The natural history of alcoholic hepatitis varies according to the severity and the nature of the disease. There are several forms of liver disease that can manifest from alcohol abuse. These are fatty liver, alcoholic hepatitis, and cirrhosis. The consumption of alcohol is associated with the accumulation of triglycerides in hepatocytes. This accumulation of triglycerides secondary to alcohol requires that the rate of formation must exceed the rate of its release in the form of very low-density lipoproteins, or by the oxidation of fatty acids. Symptoms include anorexia, jaundice, icteris, and hepatosplenomegaly. An hepatic bruits may be appreciated in the right upper quadrant. Transaminasemia with an AST/ALT ratio of two to three is characteristic.

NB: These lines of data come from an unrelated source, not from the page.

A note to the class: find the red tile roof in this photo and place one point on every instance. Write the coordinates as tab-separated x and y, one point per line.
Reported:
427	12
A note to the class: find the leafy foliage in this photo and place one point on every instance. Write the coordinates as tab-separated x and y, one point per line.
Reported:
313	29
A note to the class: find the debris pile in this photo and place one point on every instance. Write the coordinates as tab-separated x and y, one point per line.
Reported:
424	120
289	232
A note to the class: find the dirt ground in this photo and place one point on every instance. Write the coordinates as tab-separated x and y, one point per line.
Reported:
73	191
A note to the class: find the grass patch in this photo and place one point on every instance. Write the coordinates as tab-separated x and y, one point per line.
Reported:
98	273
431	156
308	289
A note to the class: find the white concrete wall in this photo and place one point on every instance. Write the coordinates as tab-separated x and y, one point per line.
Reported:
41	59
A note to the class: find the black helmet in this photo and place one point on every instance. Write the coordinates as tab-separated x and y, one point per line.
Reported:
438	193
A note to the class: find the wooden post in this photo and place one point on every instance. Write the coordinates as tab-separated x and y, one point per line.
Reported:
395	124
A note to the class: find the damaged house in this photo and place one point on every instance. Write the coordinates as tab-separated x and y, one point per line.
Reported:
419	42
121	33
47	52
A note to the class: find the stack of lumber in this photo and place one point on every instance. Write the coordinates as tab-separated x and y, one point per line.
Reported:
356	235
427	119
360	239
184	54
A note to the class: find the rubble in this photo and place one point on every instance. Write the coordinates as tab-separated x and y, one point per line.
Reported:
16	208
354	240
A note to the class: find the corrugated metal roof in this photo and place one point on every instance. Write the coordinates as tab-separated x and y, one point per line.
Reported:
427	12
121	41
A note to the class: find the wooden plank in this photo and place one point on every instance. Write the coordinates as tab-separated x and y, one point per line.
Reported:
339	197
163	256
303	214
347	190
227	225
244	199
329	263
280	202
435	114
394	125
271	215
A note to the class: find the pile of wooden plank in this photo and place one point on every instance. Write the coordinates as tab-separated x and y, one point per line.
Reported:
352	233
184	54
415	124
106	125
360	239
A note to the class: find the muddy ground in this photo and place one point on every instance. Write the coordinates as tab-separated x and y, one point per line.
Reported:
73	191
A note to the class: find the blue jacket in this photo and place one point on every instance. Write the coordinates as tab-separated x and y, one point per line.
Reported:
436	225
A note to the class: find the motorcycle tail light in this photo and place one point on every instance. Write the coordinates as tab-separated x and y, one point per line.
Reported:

Chronic alcohol abuse results in a variety of systemic medical complications. Effects involve the nervous system, gastrointestinal tract, cardiovascular, endocrine, and hematologic systems. Alcoholic hepatitis has a direct relationship with the amount and duration of alcohol use. Women are more susceptible than men to the chronic effects of alcohol. Alcoholic hepatitis and cirrhosis require chronic abuse of larger quantities of alcohol over many years. Men who ingest 100 to 200 grams of ethanol daily for more than 5 years are at high risk for serious liver disease. The incidence of alcoholic hepatitis and cirrhosis increases as the amount and duration of alcohol use increases. However, only 50% of men who admit to drinking 200 to 300 grams of alcohol daily for over 20 years develop cirrhosis. The mechanisms of cellular injury include toxic injury, malnutrition, immunological mechanisms, and individual susceptibility. This suggests that there are other factors that predispose persons to cirrhosis. There is no clear-cut relationship between continued alcohol abuse and the development of cirrhosis among patients with alcoholic hepatitis. Thus, not all patients with alcoholic hepatitis who continue to drink will progress to cirrhosis. Alcoholic hepatitis has morbidity and mortality that approaches that of fulminant hepatitis.
Therapy includes abstinence from alcohol consumption. Patients with mild disease may respond to pentoxifylline. More severe cases may respond to prednisolone 40 mg/day. Since these patients are actively drinking, liver transplantation is not an option; however, they are at risk for the development of delirium tremens when alcohol is discontinued abruptly.